If you have rock-solid qualifications for a particular job or jobs, and can bring your qualifications to the attention of agency, WHLO, and PPO staff, you stand a pretty decent chance of getting a position sooner or later. "[There's a] myth is that you must be politically connected and intimately tied to the campaign" to get a job, a DOD political appointee told me. He got his SES-level job because senior Pentagon officials knew his work in a related area and had been impressed; they queried PPO about him, PPO agreed to put him on the slate of candidates, and he was interviewed and hired. He wasn't even a Democrat -- he was just a well-qualified match for a fairly specialized portfolio.

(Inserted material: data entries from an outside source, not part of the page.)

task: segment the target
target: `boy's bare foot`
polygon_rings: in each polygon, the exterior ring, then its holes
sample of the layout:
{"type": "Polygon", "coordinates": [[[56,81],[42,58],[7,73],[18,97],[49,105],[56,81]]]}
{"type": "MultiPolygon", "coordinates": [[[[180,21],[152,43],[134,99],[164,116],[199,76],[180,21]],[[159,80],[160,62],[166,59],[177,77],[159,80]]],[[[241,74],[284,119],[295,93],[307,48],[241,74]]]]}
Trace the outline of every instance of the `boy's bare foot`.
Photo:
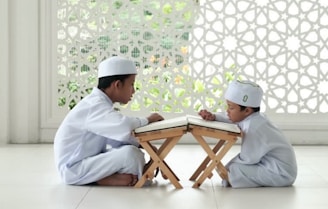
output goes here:
{"type": "Polygon", "coordinates": [[[136,175],[115,173],[97,181],[100,186],[134,186],[138,181],[136,175]]]}

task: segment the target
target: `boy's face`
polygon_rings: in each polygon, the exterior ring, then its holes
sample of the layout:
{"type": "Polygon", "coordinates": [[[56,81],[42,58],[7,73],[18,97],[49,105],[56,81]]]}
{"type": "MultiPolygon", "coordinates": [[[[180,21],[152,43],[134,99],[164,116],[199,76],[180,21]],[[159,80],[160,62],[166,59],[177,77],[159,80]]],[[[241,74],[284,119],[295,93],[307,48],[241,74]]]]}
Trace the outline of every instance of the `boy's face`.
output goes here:
{"type": "Polygon", "coordinates": [[[136,79],[136,75],[130,75],[127,79],[124,80],[124,82],[120,81],[120,84],[118,86],[118,95],[117,95],[117,102],[120,102],[122,104],[127,104],[134,92],[134,81],[136,79]]]}
{"type": "Polygon", "coordinates": [[[230,102],[229,100],[227,100],[227,105],[228,117],[234,123],[244,120],[253,112],[252,109],[249,107],[246,107],[246,109],[241,110],[238,104],[230,102]]]}

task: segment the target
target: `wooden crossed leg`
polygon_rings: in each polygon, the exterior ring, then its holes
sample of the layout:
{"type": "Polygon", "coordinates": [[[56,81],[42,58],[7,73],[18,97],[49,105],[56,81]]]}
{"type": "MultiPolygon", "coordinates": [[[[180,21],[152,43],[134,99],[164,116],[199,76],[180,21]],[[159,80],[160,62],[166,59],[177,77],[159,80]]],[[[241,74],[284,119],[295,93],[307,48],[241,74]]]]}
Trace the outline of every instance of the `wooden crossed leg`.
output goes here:
{"type": "Polygon", "coordinates": [[[153,179],[155,170],[159,168],[163,175],[165,175],[177,189],[182,188],[178,177],[164,161],[164,158],[186,132],[187,126],[183,126],[135,134],[135,136],[139,139],[140,145],[145,149],[151,158],[150,163],[145,168],[144,174],[136,183],[135,187],[140,188],[147,180],[153,179]],[[153,149],[150,142],[160,139],[164,139],[164,142],[158,151],[156,151],[153,149]]]}
{"type": "Polygon", "coordinates": [[[211,178],[213,176],[212,171],[215,168],[222,179],[229,181],[227,169],[221,163],[221,160],[230,150],[232,145],[236,143],[240,134],[196,125],[190,125],[189,132],[195,137],[207,153],[207,157],[190,177],[191,181],[195,181],[193,188],[200,187],[206,178],[211,178]],[[203,138],[204,136],[216,138],[219,141],[214,148],[211,149],[203,138]]]}

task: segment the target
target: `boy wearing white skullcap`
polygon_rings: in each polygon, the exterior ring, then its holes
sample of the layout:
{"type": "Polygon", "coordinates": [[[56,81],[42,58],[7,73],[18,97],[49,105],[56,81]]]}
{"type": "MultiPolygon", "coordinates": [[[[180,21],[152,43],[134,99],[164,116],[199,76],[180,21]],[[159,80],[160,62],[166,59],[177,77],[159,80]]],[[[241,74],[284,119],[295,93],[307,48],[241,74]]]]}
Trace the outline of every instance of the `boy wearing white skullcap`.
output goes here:
{"type": "Polygon", "coordinates": [[[205,120],[237,124],[242,131],[241,151],[227,165],[229,181],[223,186],[234,188],[290,186],[297,176],[293,147],[282,131],[263,114],[260,106],[263,91],[250,81],[233,81],[225,93],[226,114],[201,110],[205,120]]]}
{"type": "Polygon", "coordinates": [[[126,58],[116,56],[102,61],[98,67],[98,87],[61,123],[54,153],[66,184],[133,186],[142,176],[144,154],[131,133],[163,117],[157,113],[149,117],[124,116],[113,106],[115,102],[130,101],[136,74],[134,62],[126,58]]]}

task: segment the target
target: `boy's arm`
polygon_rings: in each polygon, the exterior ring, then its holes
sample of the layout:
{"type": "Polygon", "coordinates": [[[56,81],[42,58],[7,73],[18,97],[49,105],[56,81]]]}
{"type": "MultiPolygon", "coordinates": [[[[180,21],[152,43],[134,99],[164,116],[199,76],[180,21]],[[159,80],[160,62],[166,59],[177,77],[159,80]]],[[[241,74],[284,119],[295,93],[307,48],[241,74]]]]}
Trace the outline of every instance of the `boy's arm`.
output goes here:
{"type": "Polygon", "coordinates": [[[221,112],[221,113],[215,113],[214,115],[216,121],[220,121],[224,123],[233,123],[231,120],[229,120],[226,113],[221,112]]]}

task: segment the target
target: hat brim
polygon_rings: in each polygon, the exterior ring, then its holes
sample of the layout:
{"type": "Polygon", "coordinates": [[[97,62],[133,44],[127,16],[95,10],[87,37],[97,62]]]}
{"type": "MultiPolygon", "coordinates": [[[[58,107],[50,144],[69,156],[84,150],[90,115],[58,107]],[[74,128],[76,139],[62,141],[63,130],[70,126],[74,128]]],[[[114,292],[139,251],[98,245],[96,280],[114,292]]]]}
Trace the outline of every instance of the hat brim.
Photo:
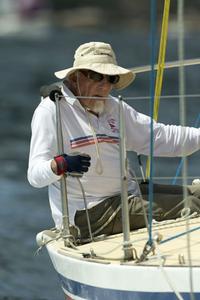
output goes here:
{"type": "Polygon", "coordinates": [[[61,71],[55,72],[55,76],[59,79],[65,79],[69,77],[69,75],[73,74],[77,70],[92,70],[101,74],[105,75],[119,75],[119,81],[114,84],[115,89],[124,89],[129,86],[133,80],[135,79],[135,74],[125,68],[116,66],[114,64],[102,64],[102,63],[93,63],[90,66],[79,66],[79,67],[72,67],[68,69],[64,69],[61,71]]]}

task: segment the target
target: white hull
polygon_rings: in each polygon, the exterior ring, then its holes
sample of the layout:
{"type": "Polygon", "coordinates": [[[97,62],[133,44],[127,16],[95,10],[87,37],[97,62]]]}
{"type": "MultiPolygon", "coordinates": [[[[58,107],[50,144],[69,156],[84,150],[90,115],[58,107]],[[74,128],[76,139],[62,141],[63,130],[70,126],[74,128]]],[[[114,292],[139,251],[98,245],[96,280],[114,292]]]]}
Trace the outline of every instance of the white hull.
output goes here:
{"type": "MultiPolygon", "coordinates": [[[[199,218],[193,219],[190,228],[198,228],[199,224],[199,218]]],[[[167,224],[156,227],[154,232],[158,231],[165,239],[182,233],[184,225],[185,221],[167,224]]],[[[50,239],[48,233],[43,235],[44,240],[50,239]]],[[[133,246],[139,255],[146,236],[145,230],[131,234],[133,246]]],[[[149,255],[149,259],[140,264],[134,260],[122,262],[121,242],[122,236],[116,235],[104,241],[78,246],[77,250],[64,247],[63,241],[47,244],[66,299],[200,300],[199,230],[190,234],[192,266],[188,266],[186,235],[158,245],[155,254],[149,255]],[[91,249],[97,257],[85,258],[91,249]],[[100,257],[102,253],[103,259],[100,257]],[[165,258],[164,267],[160,257],[165,258]],[[191,298],[191,295],[195,298],[191,298]]]]}

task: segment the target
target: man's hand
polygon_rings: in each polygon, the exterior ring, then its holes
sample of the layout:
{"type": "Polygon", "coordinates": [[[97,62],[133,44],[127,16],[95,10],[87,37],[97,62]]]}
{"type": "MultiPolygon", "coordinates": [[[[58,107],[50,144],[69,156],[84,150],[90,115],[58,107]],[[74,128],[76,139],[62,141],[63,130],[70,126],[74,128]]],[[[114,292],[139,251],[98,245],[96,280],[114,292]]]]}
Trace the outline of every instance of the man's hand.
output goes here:
{"type": "Polygon", "coordinates": [[[85,153],[62,154],[54,157],[51,168],[57,175],[66,172],[83,174],[88,171],[90,160],[91,157],[85,153]]]}

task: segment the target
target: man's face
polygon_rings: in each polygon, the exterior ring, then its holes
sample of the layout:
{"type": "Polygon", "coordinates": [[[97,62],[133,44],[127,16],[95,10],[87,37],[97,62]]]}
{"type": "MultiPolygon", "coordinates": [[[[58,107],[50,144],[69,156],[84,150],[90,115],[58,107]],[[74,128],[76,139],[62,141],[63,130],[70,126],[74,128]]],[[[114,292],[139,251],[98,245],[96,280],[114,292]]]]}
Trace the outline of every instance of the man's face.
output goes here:
{"type": "Polygon", "coordinates": [[[80,103],[96,113],[101,113],[104,109],[105,98],[110,94],[116,80],[118,80],[117,76],[106,76],[88,70],[78,71],[76,74],[77,96],[86,97],[80,97],[80,103]]]}

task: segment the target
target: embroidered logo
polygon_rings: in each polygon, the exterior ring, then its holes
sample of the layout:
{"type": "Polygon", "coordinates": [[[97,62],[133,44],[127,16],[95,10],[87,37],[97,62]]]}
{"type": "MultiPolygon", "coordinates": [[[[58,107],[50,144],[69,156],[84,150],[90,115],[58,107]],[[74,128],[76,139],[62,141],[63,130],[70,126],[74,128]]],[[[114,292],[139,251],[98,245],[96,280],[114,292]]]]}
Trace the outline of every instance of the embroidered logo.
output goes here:
{"type": "Polygon", "coordinates": [[[116,120],[114,118],[108,119],[108,124],[112,132],[119,132],[119,129],[116,125],[116,120]]]}

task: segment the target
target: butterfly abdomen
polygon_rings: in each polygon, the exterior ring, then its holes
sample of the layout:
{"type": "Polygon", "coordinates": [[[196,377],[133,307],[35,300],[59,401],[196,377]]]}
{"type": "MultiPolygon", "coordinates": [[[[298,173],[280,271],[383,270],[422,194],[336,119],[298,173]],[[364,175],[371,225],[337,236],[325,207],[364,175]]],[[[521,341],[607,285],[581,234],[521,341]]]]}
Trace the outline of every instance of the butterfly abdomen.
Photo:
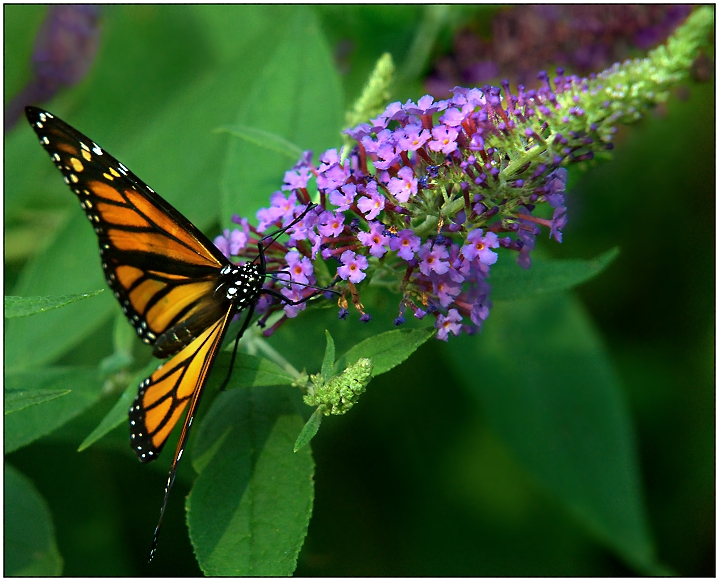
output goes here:
{"type": "Polygon", "coordinates": [[[212,323],[217,321],[228,310],[229,302],[226,300],[204,299],[200,300],[189,316],[170,327],[155,341],[152,355],[158,359],[165,359],[189,345],[212,323]]]}

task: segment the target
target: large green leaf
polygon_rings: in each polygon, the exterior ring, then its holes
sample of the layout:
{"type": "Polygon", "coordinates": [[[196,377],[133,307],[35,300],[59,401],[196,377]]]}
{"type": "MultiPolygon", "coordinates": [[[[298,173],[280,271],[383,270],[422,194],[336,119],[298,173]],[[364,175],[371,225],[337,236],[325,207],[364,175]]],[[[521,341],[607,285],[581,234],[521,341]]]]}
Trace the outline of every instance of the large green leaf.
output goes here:
{"type": "MultiPolygon", "coordinates": [[[[222,63],[240,64],[237,60],[267,55],[267,46],[276,44],[283,36],[284,24],[293,18],[293,6],[274,4],[198,4],[193,6],[194,19],[203,22],[207,42],[211,43],[215,58],[222,63]],[[238,30],[242,34],[238,34],[238,30]],[[269,43],[265,45],[264,43],[269,43]],[[260,52],[254,53],[259,49],[260,52]]],[[[264,60],[257,59],[258,61],[264,60]]],[[[247,62],[248,76],[253,70],[247,62]]]]}
{"type": "Polygon", "coordinates": [[[5,464],[5,551],[9,577],[49,577],[62,573],[62,557],[45,499],[33,483],[5,464]]]}
{"type": "Polygon", "coordinates": [[[44,313],[52,309],[59,309],[60,307],[64,307],[70,303],[99,295],[103,290],[104,289],[100,289],[90,293],[63,296],[5,297],[5,318],[13,319],[15,317],[27,317],[29,315],[44,313]]]}
{"type": "Polygon", "coordinates": [[[425,329],[397,329],[380,333],[358,343],[347,351],[335,364],[335,372],[339,373],[348,364],[360,357],[372,360],[372,375],[375,377],[386,373],[407,359],[419,349],[437,330],[434,327],[425,329]]]}
{"type": "Polygon", "coordinates": [[[294,143],[290,143],[283,137],[257,129],[255,127],[247,127],[245,125],[227,125],[220,127],[218,133],[229,133],[233,137],[237,137],[246,141],[258,150],[265,149],[277,155],[284,156],[288,165],[294,164],[302,155],[302,149],[294,143]]]}
{"type": "MultiPolygon", "coordinates": [[[[43,151],[38,154],[45,155],[43,151]]],[[[104,287],[97,240],[78,208],[49,247],[29,261],[13,294],[71,295],[104,287]]],[[[5,326],[6,369],[52,362],[97,329],[116,304],[111,293],[101,293],[92,301],[68,304],[42,317],[10,319],[5,326]]]]}
{"type": "Polygon", "coordinates": [[[7,104],[30,79],[28,62],[33,50],[33,35],[45,17],[47,6],[8,5],[4,10],[3,34],[6,46],[4,64],[5,83],[3,86],[7,104]]]}
{"type": "Polygon", "coordinates": [[[492,266],[489,277],[492,300],[509,301],[569,290],[597,276],[618,254],[619,249],[612,248],[593,260],[550,260],[535,253],[528,270],[514,261],[500,260],[492,266]]]}
{"type": "Polygon", "coordinates": [[[5,388],[5,415],[70,393],[71,389],[8,389],[5,388]]]}
{"type": "Polygon", "coordinates": [[[314,499],[309,447],[293,451],[304,423],[299,396],[287,387],[233,389],[205,417],[187,521],[207,575],[295,570],[314,499]]]}
{"type": "Polygon", "coordinates": [[[63,397],[16,411],[5,417],[5,453],[12,452],[56,430],[86,410],[102,395],[102,381],[92,367],[47,367],[6,372],[9,392],[62,390],[63,397]]]}
{"type": "Polygon", "coordinates": [[[449,347],[463,385],[527,470],[628,563],[658,572],[627,404],[578,302],[498,303],[481,336],[449,347]]]}
{"type": "MultiPolygon", "coordinates": [[[[137,144],[152,132],[158,113],[168,101],[213,69],[213,58],[203,39],[208,31],[202,30],[194,10],[187,6],[164,10],[108,6],[103,7],[103,12],[102,42],[87,77],[76,87],[60,92],[47,106],[99,140],[100,145],[147,180],[143,166],[135,164],[137,144]],[[128,84],[126,75],[118,71],[132,71],[132,82],[128,84]]],[[[67,200],[65,205],[69,206],[67,187],[47,157],[37,155],[37,139],[24,121],[20,121],[15,134],[13,137],[19,141],[8,148],[5,161],[10,185],[5,189],[7,215],[15,216],[28,205],[50,200],[56,204],[67,200]]],[[[165,146],[172,150],[180,143],[165,146]]],[[[151,166],[153,160],[154,156],[147,158],[146,166],[151,166]]],[[[165,168],[166,173],[168,170],[165,168]]]]}
{"type": "MultiPolygon", "coordinates": [[[[230,353],[223,352],[217,356],[213,366],[210,389],[225,379],[230,372],[230,353]]],[[[227,387],[260,387],[267,385],[291,385],[293,376],[282,370],[280,366],[264,357],[238,353],[232,366],[232,376],[227,387]]]]}
{"type": "MultiPolygon", "coordinates": [[[[286,26],[285,34],[268,47],[272,56],[263,58],[262,74],[236,121],[273,135],[273,143],[280,138],[316,152],[336,146],[343,115],[341,87],[315,14],[294,6],[288,23],[277,22],[277,26],[286,26]]],[[[223,221],[227,223],[234,213],[246,215],[267,205],[291,166],[285,155],[272,149],[232,140],[222,176],[223,221]]]]}
{"type": "Polygon", "coordinates": [[[112,406],[112,409],[102,418],[102,421],[97,427],[82,441],[80,447],[77,449],[78,452],[89,448],[105,434],[114,430],[120,424],[127,422],[127,411],[130,409],[132,402],[135,401],[140,382],[155,371],[159,365],[160,363],[153,359],[145,365],[141,371],[133,374],[130,381],[128,381],[125,391],[122,392],[117,402],[115,402],[115,405],[112,406]]]}

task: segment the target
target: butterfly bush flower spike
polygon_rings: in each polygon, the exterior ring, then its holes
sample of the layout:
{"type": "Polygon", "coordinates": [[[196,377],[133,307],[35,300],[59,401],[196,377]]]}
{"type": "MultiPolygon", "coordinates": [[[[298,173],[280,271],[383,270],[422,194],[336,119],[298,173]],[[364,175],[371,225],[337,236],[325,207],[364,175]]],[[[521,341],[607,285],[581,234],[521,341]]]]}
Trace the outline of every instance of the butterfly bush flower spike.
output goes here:
{"type": "MultiPolygon", "coordinates": [[[[699,8],[647,58],[589,77],[540,72],[538,89],[507,81],[455,87],[448,99],[425,95],[381,110],[364,95],[372,106],[364,119],[355,107],[342,151],[323,152],[317,165],[305,154],[246,232],[260,237],[288,224],[316,188],[319,207],[304,230],[277,244],[276,258],[268,249],[272,267],[290,272],[271,284],[291,288],[294,300],[308,296],[312,289],[298,283],[317,284],[311,261],[322,260],[336,273],[342,319],[352,303],[369,321],[360,295],[381,284],[398,297],[395,325],[409,312],[431,315],[440,340],[479,331],[491,310],[494,265],[514,259],[529,268],[542,232],[562,242],[566,168],[608,155],[618,124],[665,100],[712,25],[713,11],[699,8]]],[[[385,91],[386,76],[373,83],[385,91]]],[[[218,244],[232,252],[245,242],[226,232],[218,244]]],[[[293,316],[288,305],[271,308],[293,316]]]]}

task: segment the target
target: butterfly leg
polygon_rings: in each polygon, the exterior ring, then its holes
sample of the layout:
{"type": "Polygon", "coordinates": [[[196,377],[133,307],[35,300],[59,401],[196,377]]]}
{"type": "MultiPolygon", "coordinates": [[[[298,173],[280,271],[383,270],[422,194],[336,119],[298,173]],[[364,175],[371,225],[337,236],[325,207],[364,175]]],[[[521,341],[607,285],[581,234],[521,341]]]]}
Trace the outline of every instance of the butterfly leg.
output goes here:
{"type": "Polygon", "coordinates": [[[225,377],[225,380],[220,385],[220,391],[225,391],[227,388],[227,384],[230,381],[230,377],[232,376],[232,368],[235,366],[235,356],[237,355],[237,346],[240,344],[240,339],[242,339],[242,335],[245,334],[245,331],[247,330],[247,326],[250,324],[250,319],[252,319],[252,315],[255,314],[255,305],[252,304],[247,309],[247,316],[245,317],[245,320],[242,322],[242,328],[240,329],[240,332],[237,333],[237,337],[235,337],[235,347],[232,349],[232,359],[230,359],[230,368],[227,371],[227,377],[225,377]]]}

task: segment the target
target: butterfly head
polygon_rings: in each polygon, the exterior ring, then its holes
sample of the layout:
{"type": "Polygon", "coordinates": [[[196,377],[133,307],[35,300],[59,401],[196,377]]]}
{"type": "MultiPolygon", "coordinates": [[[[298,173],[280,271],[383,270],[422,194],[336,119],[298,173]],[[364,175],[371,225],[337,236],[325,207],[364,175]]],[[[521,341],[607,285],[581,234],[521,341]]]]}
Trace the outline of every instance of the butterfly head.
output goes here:
{"type": "Polygon", "coordinates": [[[215,296],[224,297],[242,309],[257,300],[264,281],[265,275],[257,264],[228,264],[220,271],[215,296]]]}

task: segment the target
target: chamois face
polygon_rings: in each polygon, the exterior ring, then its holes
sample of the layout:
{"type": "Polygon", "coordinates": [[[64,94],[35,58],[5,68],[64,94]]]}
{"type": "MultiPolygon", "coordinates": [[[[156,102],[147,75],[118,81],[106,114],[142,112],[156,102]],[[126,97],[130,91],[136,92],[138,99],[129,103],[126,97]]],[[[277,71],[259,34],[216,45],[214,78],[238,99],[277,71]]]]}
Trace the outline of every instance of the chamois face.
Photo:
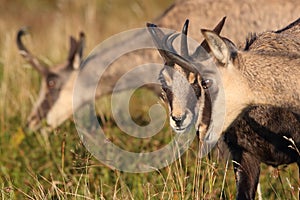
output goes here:
{"type": "Polygon", "coordinates": [[[56,73],[49,73],[47,76],[42,77],[38,100],[27,121],[27,126],[30,129],[34,130],[39,127],[40,122],[47,116],[49,110],[57,101],[62,85],[63,82],[56,73]]]}
{"type": "Polygon", "coordinates": [[[61,116],[58,116],[60,113],[59,111],[68,111],[72,109],[71,94],[73,87],[70,87],[70,85],[75,82],[73,74],[77,73],[77,69],[81,63],[84,34],[80,33],[79,41],[76,41],[73,37],[70,38],[70,50],[67,61],[64,64],[51,68],[44,66],[26,49],[21,40],[22,36],[25,34],[26,29],[19,30],[17,34],[17,46],[19,52],[42,77],[39,96],[28,117],[27,127],[36,130],[41,127],[42,121],[45,120],[47,125],[54,128],[57,121],[65,120],[61,116]],[[62,93],[66,93],[66,90],[70,93],[69,97],[62,95],[62,93]],[[64,105],[60,103],[60,108],[57,108],[56,105],[58,105],[58,102],[66,103],[64,105]],[[54,106],[56,106],[55,112],[53,111],[54,106]]]}
{"type": "MultiPolygon", "coordinates": [[[[58,68],[60,68],[60,66],[58,68]]],[[[60,94],[66,83],[70,81],[72,73],[73,70],[71,69],[60,69],[57,71],[48,71],[46,75],[42,76],[38,100],[27,119],[28,128],[32,130],[40,128],[43,120],[45,120],[46,125],[52,126],[52,124],[47,121],[47,117],[55,103],[60,99],[60,94]]],[[[67,108],[64,107],[61,109],[67,108]]]]}
{"type": "MultiPolygon", "coordinates": [[[[188,131],[197,121],[204,91],[200,76],[179,65],[165,66],[159,80],[170,110],[170,126],[177,133],[188,131]]],[[[199,120],[198,120],[199,121],[199,120]]],[[[197,127],[197,124],[196,124],[197,127]]]]}
{"type": "MultiPolygon", "coordinates": [[[[214,31],[221,31],[224,20],[214,31]]],[[[194,125],[197,133],[205,134],[213,109],[217,109],[218,102],[221,102],[218,100],[220,90],[216,72],[209,65],[213,63],[212,59],[205,51],[207,43],[203,42],[189,55],[187,27],[188,21],[182,30],[180,53],[177,53],[172,43],[178,34],[166,35],[155,25],[148,24],[153,41],[165,60],[159,79],[169,104],[170,126],[176,132],[183,133],[194,125]]]]}

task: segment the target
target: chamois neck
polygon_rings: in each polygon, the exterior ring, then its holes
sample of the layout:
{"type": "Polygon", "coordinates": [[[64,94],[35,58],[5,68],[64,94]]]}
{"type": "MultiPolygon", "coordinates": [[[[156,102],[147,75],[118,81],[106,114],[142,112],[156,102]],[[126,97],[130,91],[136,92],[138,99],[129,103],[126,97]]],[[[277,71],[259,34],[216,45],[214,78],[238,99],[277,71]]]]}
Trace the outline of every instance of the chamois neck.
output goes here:
{"type": "Polygon", "coordinates": [[[225,93],[226,116],[223,126],[225,131],[250,104],[253,104],[254,95],[239,69],[231,64],[219,69],[225,93]]]}

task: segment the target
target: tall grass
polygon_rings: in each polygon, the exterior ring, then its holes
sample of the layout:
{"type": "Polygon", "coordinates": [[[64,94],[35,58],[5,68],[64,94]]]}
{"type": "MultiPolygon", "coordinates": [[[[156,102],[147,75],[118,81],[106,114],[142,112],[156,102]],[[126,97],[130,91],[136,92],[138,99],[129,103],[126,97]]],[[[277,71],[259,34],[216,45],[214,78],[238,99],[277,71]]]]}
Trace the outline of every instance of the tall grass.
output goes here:
{"type": "MultiPolygon", "coordinates": [[[[31,35],[25,38],[29,49],[53,65],[67,57],[70,35],[84,30],[89,52],[114,33],[143,27],[171,2],[0,1],[0,199],[234,199],[231,162],[227,157],[220,160],[217,150],[210,157],[197,158],[196,141],[168,167],[133,174],[112,170],[96,160],[81,143],[71,120],[52,132],[24,129],[40,77],[18,54],[15,37],[20,27],[30,27],[31,35]]],[[[134,105],[150,105],[156,99],[147,91],[140,92],[143,95],[137,93],[132,100],[132,110],[136,120],[147,121],[147,115],[141,114],[146,112],[134,105]]],[[[165,127],[151,140],[128,138],[114,124],[109,97],[100,101],[103,128],[123,148],[151,151],[173,137],[165,127]]],[[[279,170],[263,166],[263,198],[295,199],[296,171],[295,165],[279,170]]]]}

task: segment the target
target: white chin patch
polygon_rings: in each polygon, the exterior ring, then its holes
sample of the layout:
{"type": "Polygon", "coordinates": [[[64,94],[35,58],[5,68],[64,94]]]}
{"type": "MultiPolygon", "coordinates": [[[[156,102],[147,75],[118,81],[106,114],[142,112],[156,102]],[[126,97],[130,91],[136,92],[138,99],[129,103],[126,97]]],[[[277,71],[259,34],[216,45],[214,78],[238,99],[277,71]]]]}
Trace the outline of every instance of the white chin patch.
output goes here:
{"type": "Polygon", "coordinates": [[[178,128],[178,127],[172,127],[172,129],[177,133],[177,134],[183,134],[183,133],[187,133],[190,128],[187,127],[187,128],[178,128]]]}
{"type": "Polygon", "coordinates": [[[172,127],[172,128],[176,133],[184,133],[186,130],[185,128],[176,128],[176,127],[172,127]]]}

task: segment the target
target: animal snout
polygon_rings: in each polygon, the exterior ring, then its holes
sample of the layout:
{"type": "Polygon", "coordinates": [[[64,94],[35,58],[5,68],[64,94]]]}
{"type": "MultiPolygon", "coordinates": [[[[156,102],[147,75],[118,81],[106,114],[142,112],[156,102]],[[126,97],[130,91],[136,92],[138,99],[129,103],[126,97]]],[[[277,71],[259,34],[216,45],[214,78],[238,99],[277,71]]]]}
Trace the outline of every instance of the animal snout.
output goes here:
{"type": "Polygon", "coordinates": [[[171,112],[170,125],[176,133],[189,130],[193,122],[193,113],[187,109],[185,112],[171,112]]]}
{"type": "Polygon", "coordinates": [[[172,120],[174,120],[177,127],[180,127],[183,123],[183,121],[186,119],[186,113],[180,116],[171,116],[172,120]]]}

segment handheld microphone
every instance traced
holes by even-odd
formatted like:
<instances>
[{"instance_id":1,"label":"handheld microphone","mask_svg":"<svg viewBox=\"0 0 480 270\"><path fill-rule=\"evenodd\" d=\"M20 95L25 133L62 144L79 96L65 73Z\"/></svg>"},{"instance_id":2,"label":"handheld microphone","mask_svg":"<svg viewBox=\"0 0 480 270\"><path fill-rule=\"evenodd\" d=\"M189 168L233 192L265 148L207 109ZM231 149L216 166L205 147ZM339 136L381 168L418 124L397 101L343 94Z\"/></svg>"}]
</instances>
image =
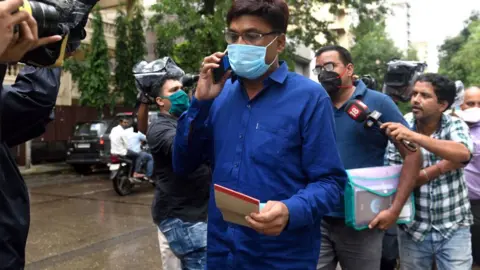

Network...but be patient and don't bug people.
There's a fine line between being assertive on your own behalf and being That Guy. "Raw ambition on display is unattractive," says a former State Department senior official. A former White House official seconds the sentiment: "Don't try too hard. A well-placed, well-timed recommendation or two can be extremely helpful, but it can quickly be overdone. If you have your 10 favorite Senators send letters and your friends calling and emailing everyone they know in the Administration, you will almost certainly annoy the people you want to impress."
Once you've made sure people are aware of your interests and your skills, leave them alone. "Lie low," urges a former senior official at a domestic policy agency. "I have no idea how [the appointments process] works, except...slowly."
"Settle down and accept that the process will move in mysterious ways and will take far longer than you imagined," agreed Suzanne Nossel, a former State Department deputy assistant secretary. "Radio silence is neither a good sign or a bad sign, rather it's simply generally the only sign you get for long stretches... [it] may not signify anything personal."